Le recours aux EHPAD reste marqué par de forts contrastes territoriaux : le taux d’équipement varie du simple au double en fonction des territoires (de 85 à 165 places pour 1 000 personnes âgées de 75 ans et plus, source ARS), avec une tension accrue dans les zones rurales de la Somme ou du sud de l’Oise. Les admissions d’urgence restent fréquentes suite à des hospitalisations non anticipées, soulignant la difficulté d’anticiper le parcours du vieillissement.

Financement, gouvernance et défis à venir

Le budget moyen d’un EHPAD picard provient à 75 % de fonds publics (prestations d’aide sociale, forfait dépendance, crédits ARS), le reste relevant du tarif hébergement à la charge des résidents ou familles. En 2023, le tarif hébergement moyen en Picardie s’établit à 62 euros par jour (source : CNSA, 2022).

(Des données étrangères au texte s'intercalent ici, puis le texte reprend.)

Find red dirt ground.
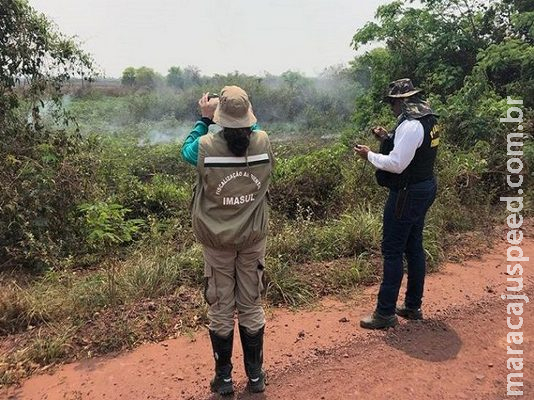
[0,227,534,400]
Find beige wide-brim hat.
[213,86,258,128]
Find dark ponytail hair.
[223,128,252,157]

Les principaux défis identifiés dans la région concernent :

  • Le vieillissement accéléré de la population : +20 % de personnes âgées de plus de 85 ans attendues en 2030.
  • L’attractivité des métiers​ : les postes vacants fragilisent l’offre, malgré la hausse du nombre de formations.
  • La transition numérique : déploiement encore partiel du DMP, gestion informatisée des soins, télémédecine naissante en gérontologie (mutualisation avec les filières hospitalières).
  • La rénovation du patrimoine immobilier : 35 % des EHPAD picards ont été construits avant 1985 et nécessitent des travaux de modernisation (source : Observatoire régional de la santé).

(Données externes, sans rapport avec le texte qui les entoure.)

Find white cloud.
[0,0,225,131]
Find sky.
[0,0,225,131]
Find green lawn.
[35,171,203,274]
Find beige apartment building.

Perspectives : vers une personnalisation accrue et une meilleure articulation des parcours

Les prochaines années seront déterminantes pour redéfinir la place des EHPAD dans le réseau de soins picard. L’accent mis sur une personnalisation accrue – adaptation des espaces, implication des familles, projet de vie individualisé – et une articulation renforcée avec les dispositifs de soins (hôpital, domicile, réseaux associatifs) doivent permettre d’ajuster l’offre aux attentes et besoins d’une population vieillissante, tout en favorisant la prévention, le soutien à l’autonomie et la solidarité territoriale.

Le défi est de taille : conjuguer impératifs de qualité, contrainte budgétaire et réponse à des attentes humaines multiples, dans un contexte démographique en mutation rapide. Mais Picardie dispose d’atouts pour expérimenter de nouveaux modes d’organisation, connectés à la réalité de ses aînés et des territoires.

  • Sources principales : ARS Hauts-de-France, CNSA, DREES, INSEE, Observatoire régional de la santé, CARSAT.